Between June 1947 and October 31, 1949, the Jewish agency (later to become the Israeli government) seeking weapons for Operation Balak, made several purchases of weapons in Czechoslovakia, some of them of former German army weapons, captured by the Czechoslovak army on its national territory, or newly produced German weapons from Czechoslovakia's post-war production.
In this deal, sale activities of Czechoslovak arms factories were coordinated by a special-purpose department of the Československé závody strojírenské a kovodělné, n.p. (Czechoslovak Metal-Working and Engineering Works, Nat.Ent.) Holding, called Sekretariát D (Secretariat D), headed by Gen. Jan Heřman (ret.).

The deliveries from Czechoslovakia proved important for the establishment of Israel.

== The arms contracts and deliveries==

The first contract was signed on January 14, 1948, by Jan Masaryk, the Czech foreign minister. Ideology played no role in these initial transaction. They were exclusively commercial. The contract included 200 MG 34 machine guns, 4,500 P 18 rifles and 50,400,000 rounds of ammunition.

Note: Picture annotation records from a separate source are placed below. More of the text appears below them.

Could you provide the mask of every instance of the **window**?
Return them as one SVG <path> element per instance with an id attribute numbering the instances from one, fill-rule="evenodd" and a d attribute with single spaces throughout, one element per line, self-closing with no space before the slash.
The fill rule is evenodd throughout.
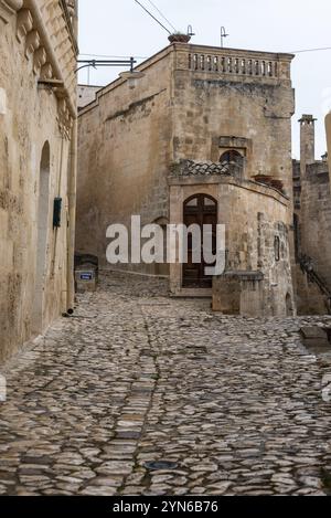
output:
<path id="1" fill-rule="evenodd" d="M 220 162 L 227 168 L 229 175 L 237 178 L 243 176 L 244 157 L 235 149 L 224 152 L 220 158 Z"/>

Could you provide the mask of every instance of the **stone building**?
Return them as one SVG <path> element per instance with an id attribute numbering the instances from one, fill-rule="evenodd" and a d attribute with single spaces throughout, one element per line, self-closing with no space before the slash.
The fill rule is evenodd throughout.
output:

Syria bought from Czechoslovakia a quantity of arms for the Arab Liberation Army but the shipment arrived in Israel due to Haganah intervention.

===Deliveries===
The first shipment of two hundred rifles, forty MG-34 machine guns, and bullets, secretly landed during the night of 31 March – 1 April at a makeshift airfield at Beit Daras in a Douglas C-54 Skymaster aircraft chartered from American carrier Atlantic Northern Airlines (in many accounts the airline is named as Ocean Trade Airways; as indicated in the article on Atlantic Northern, the two were the same). The second larger shipment, covered with onions and potatoes—of forty-five hundred rifles and two hundred machine guns, with bullets, arrived at Tel Aviv port aboard the Nora on 2 April. (A third shipment of ten thousand rifles, 1,415 machine guns, and bullets, reached the Yishuv by sea on 28 April.) At last, the Haganah command had at hand a stockpile of thousands of weapons that it could freely deploy. The two shipments proved decisive. Without doubt, of all the shipments that subsequently reached the Yishuv, none was to have greater immediate impact or historical significance."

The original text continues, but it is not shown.